Friday, February 28, 2020

Widespread Electronic Surveillance in America – III

We now know that tracking and identifying people, both by determining their positions through their cellphones and recognizing their faces, is not only consistently possible but is almost as accurate as by getting their DNA.  How can public policy and individual choices combine to minimize the destructive privacy loss it is causing?

This is not an easy situation to negotiate.  Some problems include the disadvantages of passing laws which do not prevent force, fraud, or coercion, the right of people to opt for what they want, and impeding generally beneficial law enforcement information access.  Yet we cannot do nothing.  
Accordingly, I recommend the following.

First, as with the highly successful National Do Not Call Registry, provide the right for people to opt out from having their phones tracked and their faces compared with others.  The effort can be structured in much the same way as this facility, which has cut back, maybe by a factor of ten, what would otherwise be daily junk-phone-call bombardment, with easy online signup, long open opt-in times, and enough of a grace period to allow organizations receiving facial and location data to incorporate their own screening systems.

Second, extend the same restrictions to cellphone tower data that we have on landline telephone wiretapping, for private as well as governmental users. 

Third, ban sharing of any location data collected by smartphone apps.  If they need it to function themselves, such as for reporting the weather, they can use it without passing it along.

Fourth, hold a national referendum on where the border should be between data acceptable for collection by law enforcement agencies and that which should be private, and implement laws and restrictions accordingly.  The results of that countrywide, not state-by-state, vote will direct us toward how we deal with facial recognition.

Fifth, publicize the need for people to make informed choices about their cellphones, mobile applications, and opt-ins.  Susceptibility to manipulation can be controlled as much as the exploitation itself, and the power of tracking technology is no excuse for Americans to act like sheep.
If these changes were implemented the marketplace would respond.  With their income sources from sharing data removed, apps might need to charge nominal amounts.  Others could pay users for facial identification, if that remained legal.  A sales point for telephone companies using improved technology could be to make their devices personally unidentifiable. 

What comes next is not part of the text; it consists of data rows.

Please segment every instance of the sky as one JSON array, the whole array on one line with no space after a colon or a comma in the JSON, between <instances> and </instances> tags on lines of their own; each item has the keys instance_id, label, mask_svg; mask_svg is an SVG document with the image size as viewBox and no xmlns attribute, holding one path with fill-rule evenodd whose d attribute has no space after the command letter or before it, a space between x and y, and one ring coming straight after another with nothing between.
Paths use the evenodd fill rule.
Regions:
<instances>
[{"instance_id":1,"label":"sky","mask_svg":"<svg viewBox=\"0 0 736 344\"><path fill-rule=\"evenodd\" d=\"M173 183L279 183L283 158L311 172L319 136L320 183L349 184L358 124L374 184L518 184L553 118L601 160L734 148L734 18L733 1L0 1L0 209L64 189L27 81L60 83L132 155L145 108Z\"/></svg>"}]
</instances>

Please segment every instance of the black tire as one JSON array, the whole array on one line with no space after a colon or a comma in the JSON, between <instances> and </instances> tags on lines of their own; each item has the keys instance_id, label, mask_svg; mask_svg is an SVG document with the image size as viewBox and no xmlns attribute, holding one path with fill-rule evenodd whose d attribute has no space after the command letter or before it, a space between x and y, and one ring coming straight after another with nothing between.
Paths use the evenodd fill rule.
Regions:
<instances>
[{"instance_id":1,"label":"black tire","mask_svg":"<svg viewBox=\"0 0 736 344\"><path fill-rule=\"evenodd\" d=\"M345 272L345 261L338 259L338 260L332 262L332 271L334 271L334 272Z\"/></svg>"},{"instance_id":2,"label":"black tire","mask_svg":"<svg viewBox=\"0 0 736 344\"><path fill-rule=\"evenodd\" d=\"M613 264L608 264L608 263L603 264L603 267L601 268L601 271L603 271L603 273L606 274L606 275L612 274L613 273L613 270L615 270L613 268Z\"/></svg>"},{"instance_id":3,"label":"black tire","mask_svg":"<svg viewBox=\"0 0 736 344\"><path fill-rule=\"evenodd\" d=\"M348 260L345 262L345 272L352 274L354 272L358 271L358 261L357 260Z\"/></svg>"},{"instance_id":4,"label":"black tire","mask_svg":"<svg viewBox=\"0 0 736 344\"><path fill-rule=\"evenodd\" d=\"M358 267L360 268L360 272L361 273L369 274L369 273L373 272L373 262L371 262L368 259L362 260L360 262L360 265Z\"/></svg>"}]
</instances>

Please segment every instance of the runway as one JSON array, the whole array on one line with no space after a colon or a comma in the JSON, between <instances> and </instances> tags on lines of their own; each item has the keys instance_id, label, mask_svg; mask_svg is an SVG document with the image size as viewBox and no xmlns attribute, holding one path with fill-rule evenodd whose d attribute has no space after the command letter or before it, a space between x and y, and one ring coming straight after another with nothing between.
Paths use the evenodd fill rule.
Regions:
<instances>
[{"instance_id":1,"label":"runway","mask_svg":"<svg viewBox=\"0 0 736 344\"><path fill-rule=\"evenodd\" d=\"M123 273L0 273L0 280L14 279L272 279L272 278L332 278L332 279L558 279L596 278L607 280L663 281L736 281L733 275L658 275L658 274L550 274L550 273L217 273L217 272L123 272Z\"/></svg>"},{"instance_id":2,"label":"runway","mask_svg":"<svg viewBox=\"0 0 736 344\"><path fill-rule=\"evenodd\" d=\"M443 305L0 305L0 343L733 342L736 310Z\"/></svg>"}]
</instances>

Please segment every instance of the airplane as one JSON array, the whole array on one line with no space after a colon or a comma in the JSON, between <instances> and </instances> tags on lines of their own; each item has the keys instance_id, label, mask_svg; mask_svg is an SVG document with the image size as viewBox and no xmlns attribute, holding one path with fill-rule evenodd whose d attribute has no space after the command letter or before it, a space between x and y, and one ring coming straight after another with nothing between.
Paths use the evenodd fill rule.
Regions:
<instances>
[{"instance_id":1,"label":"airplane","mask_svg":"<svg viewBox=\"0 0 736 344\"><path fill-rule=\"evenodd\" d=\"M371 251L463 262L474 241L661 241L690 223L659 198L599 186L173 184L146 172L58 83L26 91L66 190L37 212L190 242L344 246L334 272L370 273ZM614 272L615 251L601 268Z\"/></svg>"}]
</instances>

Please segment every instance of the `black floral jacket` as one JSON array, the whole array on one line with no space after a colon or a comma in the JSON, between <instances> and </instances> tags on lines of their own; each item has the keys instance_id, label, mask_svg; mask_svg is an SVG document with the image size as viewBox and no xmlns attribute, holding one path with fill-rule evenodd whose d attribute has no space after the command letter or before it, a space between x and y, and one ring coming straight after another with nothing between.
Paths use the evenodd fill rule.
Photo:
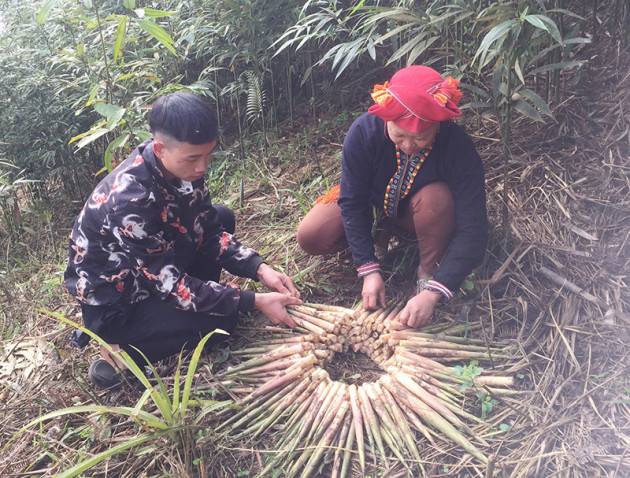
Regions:
<instances>
[{"instance_id":1,"label":"black floral jacket","mask_svg":"<svg viewBox=\"0 0 630 478\"><path fill-rule=\"evenodd\" d=\"M134 303L153 295L173 307L212 315L252 310L253 292L188 275L199 260L251 279L263 262L224 231L203 179L164 177L148 140L98 184L76 219L65 283L89 305Z\"/></svg>"}]
</instances>

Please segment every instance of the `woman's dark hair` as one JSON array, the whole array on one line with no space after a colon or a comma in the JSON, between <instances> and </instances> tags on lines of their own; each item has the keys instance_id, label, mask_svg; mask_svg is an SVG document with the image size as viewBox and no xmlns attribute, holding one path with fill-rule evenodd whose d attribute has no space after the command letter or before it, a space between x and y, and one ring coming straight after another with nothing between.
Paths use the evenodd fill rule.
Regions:
<instances>
[{"instance_id":1,"label":"woman's dark hair","mask_svg":"<svg viewBox=\"0 0 630 478\"><path fill-rule=\"evenodd\" d=\"M165 134L190 144L211 143L217 139L217 120L201 97L178 91L158 99L149 116L151 134Z\"/></svg>"}]
</instances>

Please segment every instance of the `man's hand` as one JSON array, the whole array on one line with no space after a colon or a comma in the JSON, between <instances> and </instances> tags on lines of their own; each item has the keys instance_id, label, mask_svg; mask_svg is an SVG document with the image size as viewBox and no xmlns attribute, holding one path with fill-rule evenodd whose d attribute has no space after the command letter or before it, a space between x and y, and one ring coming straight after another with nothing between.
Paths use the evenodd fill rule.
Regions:
<instances>
[{"instance_id":1,"label":"man's hand","mask_svg":"<svg viewBox=\"0 0 630 478\"><path fill-rule=\"evenodd\" d=\"M407 327L422 327L429 321L431 315L433 315L435 306L441 298L442 294L439 292L425 289L409 299L409 302L407 302L407 305L398 316L398 319L401 323L407 325Z\"/></svg>"},{"instance_id":2,"label":"man's hand","mask_svg":"<svg viewBox=\"0 0 630 478\"><path fill-rule=\"evenodd\" d=\"M297 324L287 312L287 305L301 305L302 301L298 297L293 297L280 292L268 292L266 294L254 295L254 310L260 310L269 317L271 323L279 325L285 324L293 328Z\"/></svg>"},{"instance_id":3,"label":"man's hand","mask_svg":"<svg viewBox=\"0 0 630 478\"><path fill-rule=\"evenodd\" d=\"M374 310L385 307L385 282L379 272L363 276L363 308Z\"/></svg>"},{"instance_id":4,"label":"man's hand","mask_svg":"<svg viewBox=\"0 0 630 478\"><path fill-rule=\"evenodd\" d=\"M265 263L260 264L256 274L258 275L260 283L267 289L298 299L300 298L300 293L295 288L293 281L288 275L276 271Z\"/></svg>"}]
</instances>

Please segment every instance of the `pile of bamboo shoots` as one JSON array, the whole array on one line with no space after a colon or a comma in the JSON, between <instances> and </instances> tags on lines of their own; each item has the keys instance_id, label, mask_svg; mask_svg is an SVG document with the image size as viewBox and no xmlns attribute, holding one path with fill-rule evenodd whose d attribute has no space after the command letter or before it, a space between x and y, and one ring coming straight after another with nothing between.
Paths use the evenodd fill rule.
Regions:
<instances>
[{"instance_id":1,"label":"pile of bamboo shoots","mask_svg":"<svg viewBox=\"0 0 630 478\"><path fill-rule=\"evenodd\" d=\"M500 396L512 393L505 388L512 378L469 379L446 363L507 358L505 350L457 335L470 324L407 329L396 319L402 307L290 307L296 329L278 330L274 338L236 351L243 361L218 376L244 397L238 402L242 408L217 431L237 439L279 432L277 451L260 476L281 469L287 478L306 478L326 467L328 476L349 477L353 460L365 473L368 459L397 459L410 473L424 473L417 433L434 445L442 434L486 463L475 443L487 443L466 423L483 422L464 411L462 385ZM332 380L323 365L349 350L367 354L383 374L361 385Z\"/></svg>"}]
</instances>

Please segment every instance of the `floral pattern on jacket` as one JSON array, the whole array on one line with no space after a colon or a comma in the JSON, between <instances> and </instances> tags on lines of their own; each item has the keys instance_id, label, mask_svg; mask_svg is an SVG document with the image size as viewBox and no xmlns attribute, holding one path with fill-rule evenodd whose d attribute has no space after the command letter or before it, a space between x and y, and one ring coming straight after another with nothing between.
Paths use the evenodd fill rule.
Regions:
<instances>
[{"instance_id":1,"label":"floral pattern on jacket","mask_svg":"<svg viewBox=\"0 0 630 478\"><path fill-rule=\"evenodd\" d=\"M148 140L98 184L76 219L65 283L89 305L153 295L213 315L252 309L252 292L188 275L199 260L251 279L263 262L224 231L203 179L164 177Z\"/></svg>"}]
</instances>

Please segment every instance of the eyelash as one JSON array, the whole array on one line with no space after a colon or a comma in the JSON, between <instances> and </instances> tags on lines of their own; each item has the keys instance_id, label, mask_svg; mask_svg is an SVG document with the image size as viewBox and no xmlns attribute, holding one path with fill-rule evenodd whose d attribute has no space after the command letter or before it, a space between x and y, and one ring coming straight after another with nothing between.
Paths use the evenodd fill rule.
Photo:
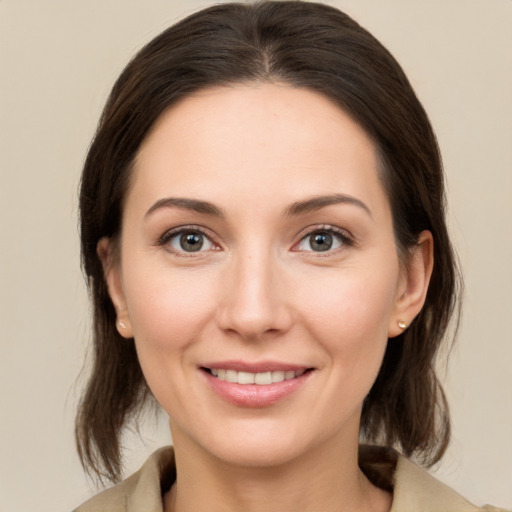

None of these changes would be radical or would measurably hurt our lives.  They would merely end, as put in the January 26th New York Times special-section-ending editorial, “the incongruity between the robust legal regime around legacy methods of privacy invasion and the paucity of regulation around more comprehensive and intrusive modern technologies.” 

The worst abuse possibilities of tracking information have not yet materialized – but, as we have seen in this series, neither the laws nor the technology’s current state can prevent them.  That is why we need action as quickly as possible.  I hope that the facts about surveillance are spread widely, and that our legislators start discussions soon.  If not, we may end up all living thoroughly public lives.  That is not what we want.